In 1989, the Massachusetts State legislature passed a little known law (to some), which has since had a major impact on many: G.L. c. 90 § 22(f) states that the RMV shall without a hearing suspend the license of anyone who has been convicted of violating Massachusetts' Controlled Substances Act (G.L. c. 94C) for up to 5 years. Back then, the legislature had a good reason for doing so; the federal government passed a law (23 U.S.C. § 159) which requires states to pass such license suspension laws to avoid the Secretary of the Department of Transportation withholding a (large) percentage of funding to the state for roadways and similar infrastructure. The federal law, however, did give an "out" to states who did not implement the "mandated" license suspension law. But this "out" requires the Governor of the state in question to file with the Secretary a "written certification" stating both that the Governor opposes the license suspension law and that the state legislature has adopted a resolution expressing its opposition to the law. Needless to say, for the most part, neither Governors nor state legislators have wanted to face re-election after going on record and stating they oppose a particular punishment for drug law offenders, particularly during the 1990's and early 2000's when the so-called "war on drugs" was in full-swing.

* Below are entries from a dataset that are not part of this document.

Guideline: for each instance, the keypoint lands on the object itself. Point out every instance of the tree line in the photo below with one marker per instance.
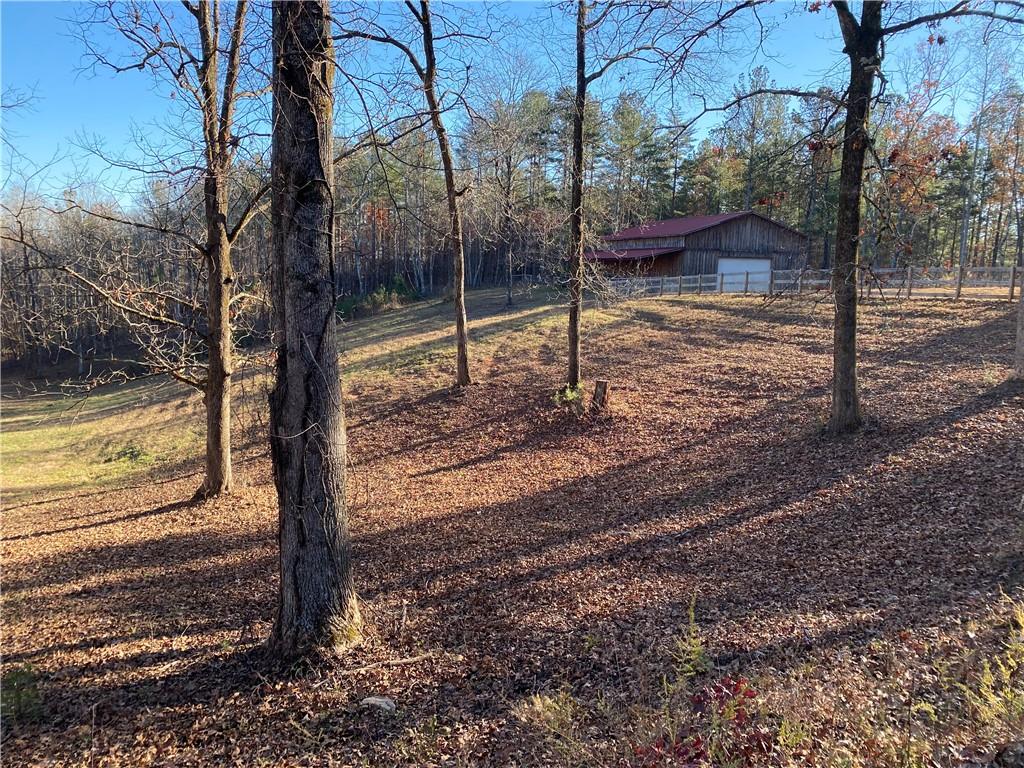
(458, 178)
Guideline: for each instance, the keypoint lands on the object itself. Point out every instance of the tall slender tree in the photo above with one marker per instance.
(864, 40)
(425, 67)
(317, 608)
(664, 35)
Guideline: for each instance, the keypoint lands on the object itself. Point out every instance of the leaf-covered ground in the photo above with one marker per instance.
(596, 591)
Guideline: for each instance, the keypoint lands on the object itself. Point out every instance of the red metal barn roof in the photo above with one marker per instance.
(685, 225)
(631, 254)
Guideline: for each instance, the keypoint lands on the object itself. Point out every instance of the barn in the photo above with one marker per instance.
(738, 244)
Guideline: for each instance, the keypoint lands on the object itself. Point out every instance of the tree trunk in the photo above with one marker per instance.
(317, 609)
(862, 47)
(1019, 354)
(455, 212)
(508, 230)
(217, 397)
(576, 200)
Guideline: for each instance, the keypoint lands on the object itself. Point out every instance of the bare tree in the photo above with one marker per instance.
(664, 35)
(210, 75)
(317, 608)
(864, 39)
(424, 65)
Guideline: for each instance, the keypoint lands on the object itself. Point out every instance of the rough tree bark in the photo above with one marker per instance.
(429, 77)
(576, 265)
(862, 46)
(317, 609)
(1019, 354)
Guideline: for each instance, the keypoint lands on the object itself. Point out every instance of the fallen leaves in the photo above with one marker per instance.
(505, 547)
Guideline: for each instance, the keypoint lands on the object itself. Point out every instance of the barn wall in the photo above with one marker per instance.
(751, 237)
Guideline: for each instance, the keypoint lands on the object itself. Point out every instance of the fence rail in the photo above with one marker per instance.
(973, 282)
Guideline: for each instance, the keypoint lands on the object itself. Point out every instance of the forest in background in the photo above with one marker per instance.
(942, 181)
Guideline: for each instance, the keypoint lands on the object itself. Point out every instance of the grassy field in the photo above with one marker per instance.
(698, 577)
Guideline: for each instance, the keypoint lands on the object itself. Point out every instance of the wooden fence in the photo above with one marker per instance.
(900, 283)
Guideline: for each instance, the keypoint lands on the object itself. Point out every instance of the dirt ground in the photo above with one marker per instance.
(534, 583)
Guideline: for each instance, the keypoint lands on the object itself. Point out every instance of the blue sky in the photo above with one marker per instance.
(40, 55)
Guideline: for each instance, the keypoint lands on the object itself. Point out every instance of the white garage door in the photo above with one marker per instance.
(735, 271)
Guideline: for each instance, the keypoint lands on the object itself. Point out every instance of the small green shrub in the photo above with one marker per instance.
(995, 692)
(689, 655)
(19, 697)
(570, 396)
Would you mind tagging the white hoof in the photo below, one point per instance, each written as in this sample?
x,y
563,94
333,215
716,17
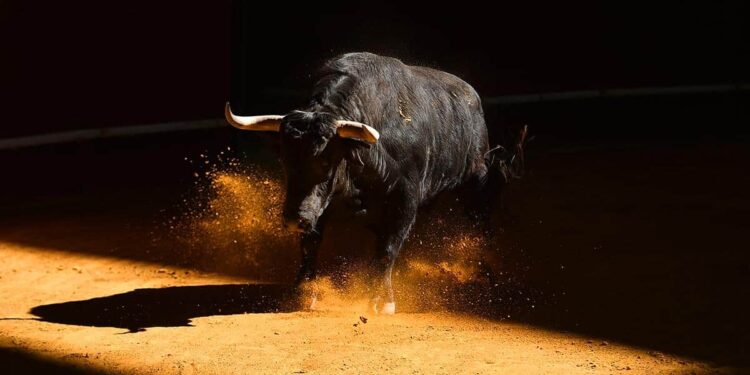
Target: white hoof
x,y
389,308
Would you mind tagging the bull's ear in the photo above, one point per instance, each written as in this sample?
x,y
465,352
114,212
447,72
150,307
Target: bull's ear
x,y
357,130
270,123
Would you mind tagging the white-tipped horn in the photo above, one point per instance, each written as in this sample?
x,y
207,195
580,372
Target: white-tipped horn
x,y
357,130
269,123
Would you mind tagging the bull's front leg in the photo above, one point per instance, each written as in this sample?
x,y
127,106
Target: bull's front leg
x,y
401,211
309,244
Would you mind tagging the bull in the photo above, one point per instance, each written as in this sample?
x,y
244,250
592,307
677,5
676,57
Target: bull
x,y
387,138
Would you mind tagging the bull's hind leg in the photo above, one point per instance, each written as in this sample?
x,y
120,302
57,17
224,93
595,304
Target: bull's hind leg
x,y
478,198
401,212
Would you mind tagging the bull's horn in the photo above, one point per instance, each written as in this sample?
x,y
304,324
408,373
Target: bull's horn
x,y
269,123
357,130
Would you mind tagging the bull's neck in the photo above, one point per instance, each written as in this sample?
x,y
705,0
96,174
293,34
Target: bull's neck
x,y
340,112
342,184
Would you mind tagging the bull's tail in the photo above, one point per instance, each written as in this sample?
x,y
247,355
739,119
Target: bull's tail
x,y
507,163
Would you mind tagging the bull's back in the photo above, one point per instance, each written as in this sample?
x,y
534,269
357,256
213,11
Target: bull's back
x,y
431,122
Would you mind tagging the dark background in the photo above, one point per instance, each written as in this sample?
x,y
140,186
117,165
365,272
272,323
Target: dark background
x,y
93,64
632,215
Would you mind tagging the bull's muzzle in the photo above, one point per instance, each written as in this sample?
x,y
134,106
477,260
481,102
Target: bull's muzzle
x,y
298,225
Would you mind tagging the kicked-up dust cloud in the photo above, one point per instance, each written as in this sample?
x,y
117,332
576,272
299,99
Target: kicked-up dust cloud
x,y
232,223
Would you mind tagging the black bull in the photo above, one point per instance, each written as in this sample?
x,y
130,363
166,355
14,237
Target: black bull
x,y
432,138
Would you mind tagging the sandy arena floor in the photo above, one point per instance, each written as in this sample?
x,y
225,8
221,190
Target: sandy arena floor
x,y
329,341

That is, until recently. It is hoped that Massachusetts will soon become the 35th state to repeal their license suspension for drug offense law. Earlier this year, Senate Majority Leader Harriette Chandler sponsored a bill that would essentially repeal G.L. c. 90 § 22(f). The bill (S1812) was referred to the Transportation Committee where it was "reported favorably" to the Senate Ways and Means Committee. Yesterday, September 17, the Ways and Means Committee said of the bill that it "ought to pass" with an amendment; the amended bill (S2014) was introduced today and will be voted on next Thursday, September 24. The amended bill, from a criminal defense lawyer's viewpoint like mine, is even better than the original bill because it specifically requires the reinstatement/renewal of all licenses previously suspended pursuant to the automatic license suspension law (so long as there are no other impediments to reinstatement/renewal). Even better, the amended law will also result in license reinstatement without drivers having to pay a $500 fee, which is currently required. Beyond this, and even more beneficially, the RMV will be required to "shield from public access all records of the suspension and the underlying offense, including records of the expiration of the suspension, any hearings or appeals related to the suspension and the reinstatement following the suspension."

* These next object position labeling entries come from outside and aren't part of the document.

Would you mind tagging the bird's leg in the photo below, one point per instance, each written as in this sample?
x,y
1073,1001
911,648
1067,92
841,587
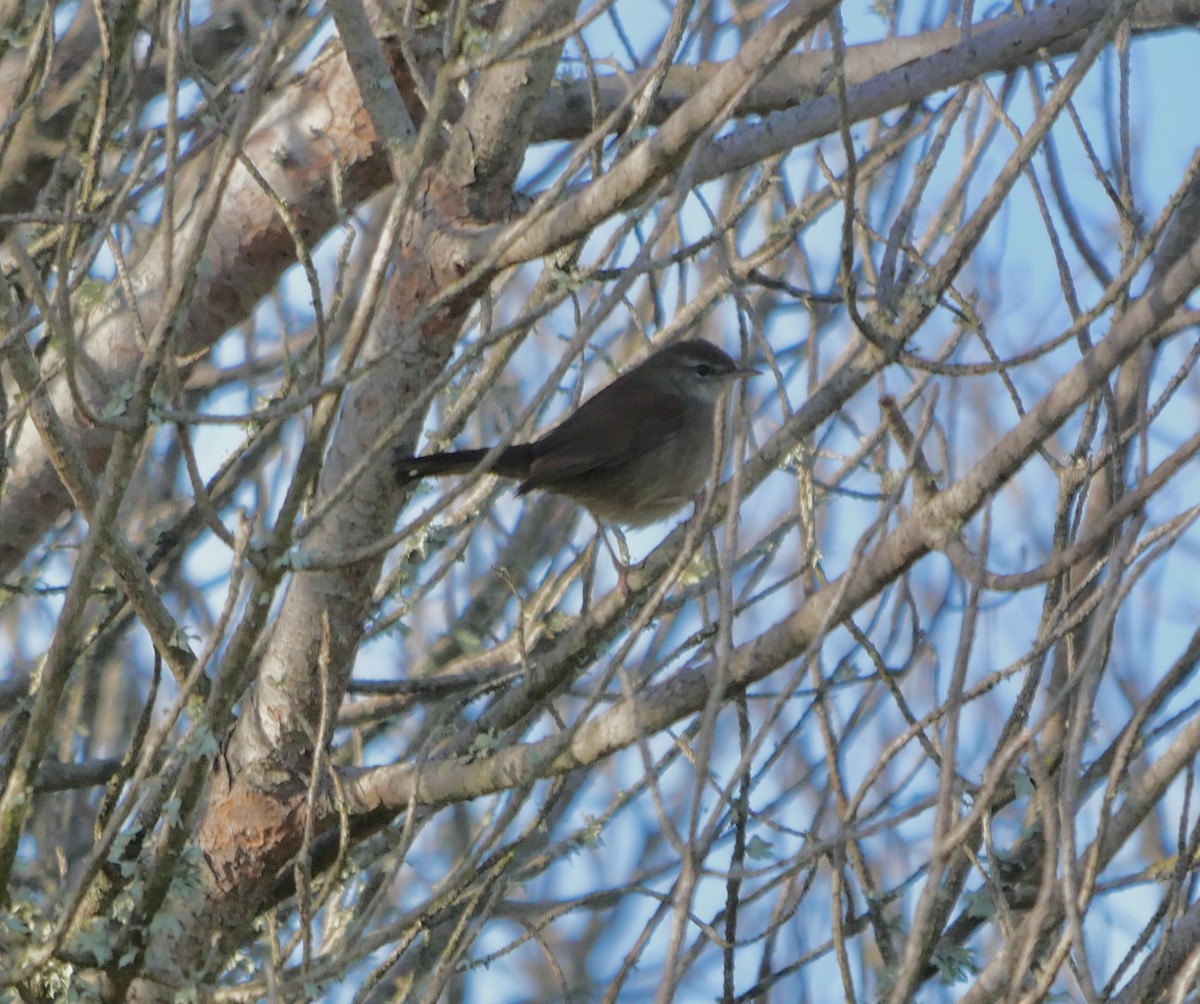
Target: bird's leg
x,y
621,561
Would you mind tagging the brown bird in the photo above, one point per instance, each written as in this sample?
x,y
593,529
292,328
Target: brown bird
x,y
633,454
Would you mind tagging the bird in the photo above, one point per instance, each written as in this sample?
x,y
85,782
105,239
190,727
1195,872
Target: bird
x,y
633,454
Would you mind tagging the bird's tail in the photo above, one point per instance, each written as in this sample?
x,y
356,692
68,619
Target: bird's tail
x,y
511,462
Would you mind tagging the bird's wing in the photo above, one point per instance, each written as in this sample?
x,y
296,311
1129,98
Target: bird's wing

Perhaps the one downside to the bill is that it won't take effect until 60 days after it is passed. This is slightly problematic given the fact that only the senate will be voting on it next Thursday; the House will have to vote on it also. Fortunately, the House Ways and Means Committee has also "reported favorably" on an almost identical bill (H3039).
Putting aside the political hurdles which must still be surpassed before the draconian and capriciously punitive license suspension law is finally put to rest, it seems almost inevitable that the bill will become law in the near future. Influential persons/groups who you would expect to be opposed to the bill (namely because they are tasked with prosecuting violations of the drug laws) are now actually in favor of it: the Commonwealth's Attorney General, the Middlesex County Sheriff, and the Massachusetts District Attorneys Association. This is largely because common sense dictates that the law was a bad idea in the first place. The purpose of the law was, essentially, to discourage persons from violating the drug laws by strictly punishing those persons (the inability to drive for a long period of time being one of them). This certainly seemed appropriate for motor vehicular offenses involves drug use/intoxication and operation. However to extend to it to all drug offenders without the underlying charge(s) being connected to, or having a nexus with, driving was both ill-advised and non-justifiable. One obvious problem with the initiatives original rational was that it was wholly counter-intuitive to rehabilitation: if someone couldn't get to a legitimate job because they just lost their license, how are were going to get back on their feet without having to possibly resort to the very activity the law was designed to discourage? Another was based on fundamental fairness and due process. How can the state justify taking away a particular privilege for conduct completely unrelated to the privilege itself? Yet another was purely practical. How can criminal courts already over- burdened with low-level drug offenses dispose of cases without costly, time-consuming, and jury session-clogging trials when offenders were facing stiffer sanctions (years-long license suspensions outside of court than they were in the courtroom itself? Last, the penalty was so inconsistent with the work-regulate-rehabilitate premise that defines alternative drug courts as to threaten to undermine it altogether.
So "hats off" to those policy-makers who not only recognized the license suspension policy was broken, but also have taken appropriate steps and measures to fix it. I won't go as far as saying the repeal signifies an end here in the Commonwealth to our ill-conceived anti-drug initiatives from the late 80s and early 90s, but it is "one more brick" removed from the once un-scalable wall of the regressive knee-jerk legislation that didn't simply define that particular decade, but negatively and unfairly prejudiced so many lives in its aftermath.